The swashbuckling Matsakis was on everyone’s lips last week when he traipsed into the buffer zone and snatched a Turkish flag from an unmanned guard post. Critics said the stunt was aimed at deflecting attention away from his legal troubles: Matsakis is currently facing allegations of extortion and of illegal dealing in antiquities from the north.
But his daredevil antics did not impress DIKO: at a top-level meeting the party decided Matsakis was no longer part of it, though it stopped short of spelling out that he was being debarred.
Matsakis has contested the decision, claiming he was “tried and sentenced in absentia.” Yesterday he asked the party’s Central Committee to rescind the decision and reassess the issue in his presence.
“I feel the decision was both erroneous and in breach of the party’s charter,” Matsakis said in a statement released from his office in Brussels.
“I have never acted outside the principles of DIKO… on the contrary, my actions were always in line with the party’s practice to struggle against the Turkish occupation,” he said, alluding to the controversy over his escapade in no-man’s-land.
Earlier this week, DIKO big gun Nikos Pittokopitis urged Matsakis to give up his seat in the European Parliament so that it could remain within the party.
“If he’s such a hotshot, let him do the brave thing and relinquish his seat. That is, if he really cares about his party,” Pittokopitis taunted.
“That’s absurd,” Matsakis countered yesterday on state radio.
“It’s like someone tells you to jump off the highest building of Nicosia and you do it – does that make you a hotshot?”
“And what about the police coming to my house and confiscating urns and ancient artefacts? They even brought a counter-terrorism squad along.

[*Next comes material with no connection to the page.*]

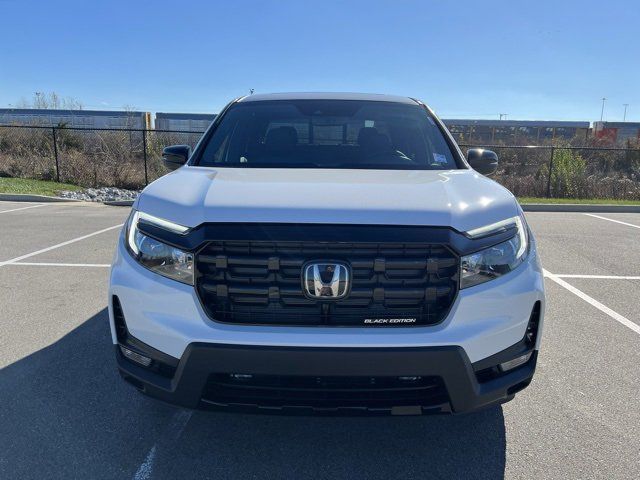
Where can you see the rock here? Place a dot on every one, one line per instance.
(101, 194)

That’s unheard of.”
The controversial MEP also hit out at what he described as hypocrisy on DIKO’s part, saying the party knew of the criminal investigations against him but still put him on their ballot for the 2004 euro-elections.
“I was elected by the grassroots, by the people. I am accountable to them, not the party,” added Matsakis, who has hinted he might join a different political grouping in the European Parliament.
The once-popular Matsakis, admired by many for his hands-on, straight-talking style, garnered 27,000 votes in the last elections, and was at the time considered one of DIKO’s strongest assets.
But the party has distanced itself from him, saying they were unaware of the extortion allegations at the time Matsakis was running for MEP. However, it is now well known that President Papadopoulos had been formally briefed on the criminal probe into Matsakis as far back as April of last year, well before the euro-elections.
Unless he is prosecuted, Matsakis will retain his seat in the European Parliament and will serve out his five-year term as MEP. But if he loses the seat due to criminal proceedings against him, that will also be the party’ loss.
A spokesman for the European Commission Representation in Cyprus told the Mail yesterday it was “not uncommon” for MEPs to sever their ties with the party on whose ticket they were elected and later join forces with other groupings in the European Parliament.
And Demetris Demetriou, senior administrative officer at the Interior Ministry’s Elections Department, said that – just as with local legislative elections – it was possible for someone to stand as an independent candidate for the euro elections.
“But it’s very difficult for an outsider or an independent to make it,” he added.
“So, yes, it’s possible, but it’s a long shot.”